家の周りに出入りする蛇は、家の先祖様の化身だから殺してはいけないという。ある年、某が川戸にいたヤマカガシを殺してしまった。すると、その二日後から自分と子供が熱病にとりつかれ、ひどく病んだ。

巫女にみてもらうと、蛇が出てきて、俺はお前の家の祖先だ、家に変事がないかと確かめに帰ってきたらお前に殺されてしまった、という。そこで某は深く詫び祈りを上げたところ、子供ともども回復したという。アオダイショウを殺したら病み、亡き母の魂だ、と物知りにいわれたという話もある。

昔はアオダイショウが鼠をくわえて梁の上にいたり、ツバメの巣をねらったりしたが、決して蛇にはさわるなといわれ、静かに追い返したものだった。言えば蛇もわかるのか、向きを変えて川戸に逃げたものだった。

『裾野風土記 二 伝承』羽田勲
(裾野市史編纂委員)より要約

追記

死んだ人、その霊魂が蛇となるという話は各地にまま見える。裾野から南に下って伊豆に入ると、日金山が死者の赴く山、行けば亡き人にあえる山として知られてきたが、そこへの道すがら出会う蛇は亡き人の魂だなどという。

たとえば霞ヶ浦周辺などでは、死者の魂は四十九日の間蛇となって家の梁や屋根にいる、といった。

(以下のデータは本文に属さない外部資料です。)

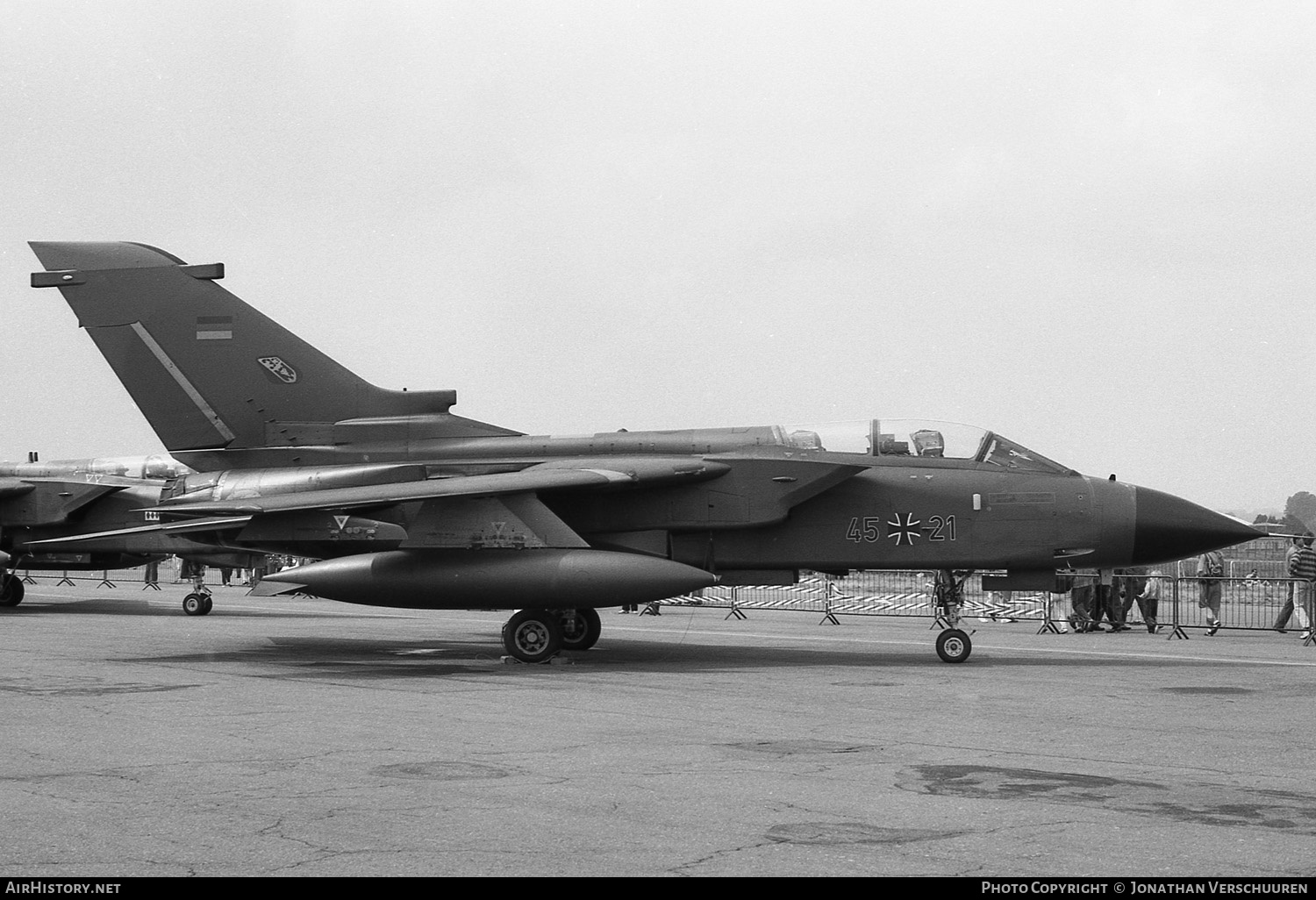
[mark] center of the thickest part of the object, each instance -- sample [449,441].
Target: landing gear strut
[581,628]
[953,644]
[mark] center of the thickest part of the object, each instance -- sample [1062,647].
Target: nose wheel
[197,604]
[953,645]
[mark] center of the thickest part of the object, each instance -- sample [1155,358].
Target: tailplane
[211,373]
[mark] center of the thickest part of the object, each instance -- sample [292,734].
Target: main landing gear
[540,634]
[11,589]
[197,603]
[953,644]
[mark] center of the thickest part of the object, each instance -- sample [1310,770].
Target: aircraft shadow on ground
[368,658]
[158,605]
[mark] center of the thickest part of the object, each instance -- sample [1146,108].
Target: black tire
[581,628]
[11,589]
[953,645]
[533,634]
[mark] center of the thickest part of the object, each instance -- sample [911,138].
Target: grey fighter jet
[407,504]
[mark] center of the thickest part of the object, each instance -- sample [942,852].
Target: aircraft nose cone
[1166,528]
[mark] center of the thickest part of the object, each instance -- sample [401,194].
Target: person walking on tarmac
[1211,570]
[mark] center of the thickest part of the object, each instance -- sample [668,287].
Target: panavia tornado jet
[50,503]
[407,504]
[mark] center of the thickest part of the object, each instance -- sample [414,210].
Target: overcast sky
[1089,226]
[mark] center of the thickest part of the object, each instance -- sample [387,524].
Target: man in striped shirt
[1303,568]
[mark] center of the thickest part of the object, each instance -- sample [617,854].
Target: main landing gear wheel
[197,604]
[953,645]
[11,589]
[581,628]
[533,634]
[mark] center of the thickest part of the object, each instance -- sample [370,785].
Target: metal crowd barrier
[1248,603]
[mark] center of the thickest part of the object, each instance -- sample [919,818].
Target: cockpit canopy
[924,439]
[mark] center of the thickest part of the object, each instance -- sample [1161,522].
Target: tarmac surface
[304,737]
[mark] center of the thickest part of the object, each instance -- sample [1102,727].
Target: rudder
[207,370]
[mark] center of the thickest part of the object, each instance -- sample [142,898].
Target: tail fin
[208,371]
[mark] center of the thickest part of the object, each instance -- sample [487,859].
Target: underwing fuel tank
[491,579]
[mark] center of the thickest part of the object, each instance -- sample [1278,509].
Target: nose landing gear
[953,644]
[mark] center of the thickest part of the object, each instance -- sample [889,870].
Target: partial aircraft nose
[1166,528]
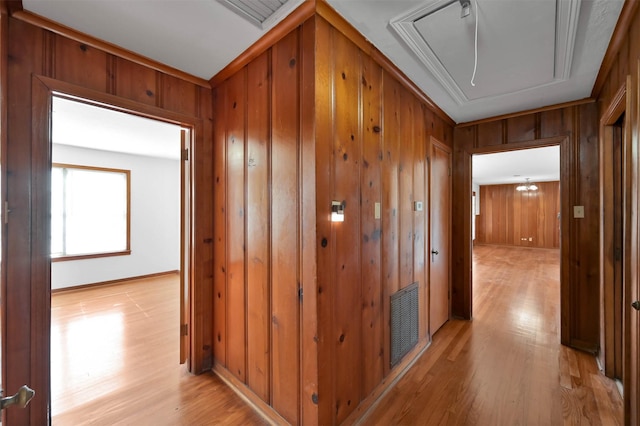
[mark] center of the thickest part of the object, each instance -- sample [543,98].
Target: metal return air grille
[404,322]
[256,11]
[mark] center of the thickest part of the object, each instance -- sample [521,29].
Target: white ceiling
[88,126]
[536,164]
[519,42]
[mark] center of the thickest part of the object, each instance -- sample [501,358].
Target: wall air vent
[258,12]
[404,322]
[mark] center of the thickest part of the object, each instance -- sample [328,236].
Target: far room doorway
[515,209]
[120,251]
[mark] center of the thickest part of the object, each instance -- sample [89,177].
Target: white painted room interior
[92,136]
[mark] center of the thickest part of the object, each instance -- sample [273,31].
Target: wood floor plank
[506,367]
[115,361]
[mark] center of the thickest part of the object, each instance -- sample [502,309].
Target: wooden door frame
[563,141]
[433,142]
[620,103]
[39,288]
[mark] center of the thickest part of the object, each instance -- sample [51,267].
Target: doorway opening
[515,215]
[119,241]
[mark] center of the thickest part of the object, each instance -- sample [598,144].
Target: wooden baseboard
[262,408]
[366,407]
[112,282]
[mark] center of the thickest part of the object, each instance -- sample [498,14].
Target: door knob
[21,398]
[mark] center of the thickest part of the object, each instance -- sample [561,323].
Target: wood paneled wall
[527,218]
[264,178]
[315,119]
[575,129]
[77,67]
[625,71]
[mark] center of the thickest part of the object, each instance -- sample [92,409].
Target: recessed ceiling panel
[521,45]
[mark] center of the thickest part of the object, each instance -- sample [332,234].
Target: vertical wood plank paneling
[324,81]
[309,219]
[390,194]
[521,128]
[347,145]
[87,72]
[179,95]
[406,189]
[235,225]
[135,82]
[258,260]
[419,190]
[220,225]
[490,133]
[82,65]
[202,210]
[507,216]
[285,336]
[372,331]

盆に帰る死者を迎える行事にも、盆綱という蛇の綱が登場する(多くはその盆綱の蛇が祖霊の乗り物なのだと説明される)。

上州館林のほうにはこの駿東の例とよく似た話があり、やはり子息が心配になって出てくるのだなどという(「死者と蛇」)。

また、葬式があって四十九日たたない人が神社に参ると、御神木の白蛇が顔を出す、などという話も(「逆杉」など)、今は死のケガレを神が嫌うからと解釈されるだろうが、もとはまだとどまっている祖霊がいるというような話なのだと思う。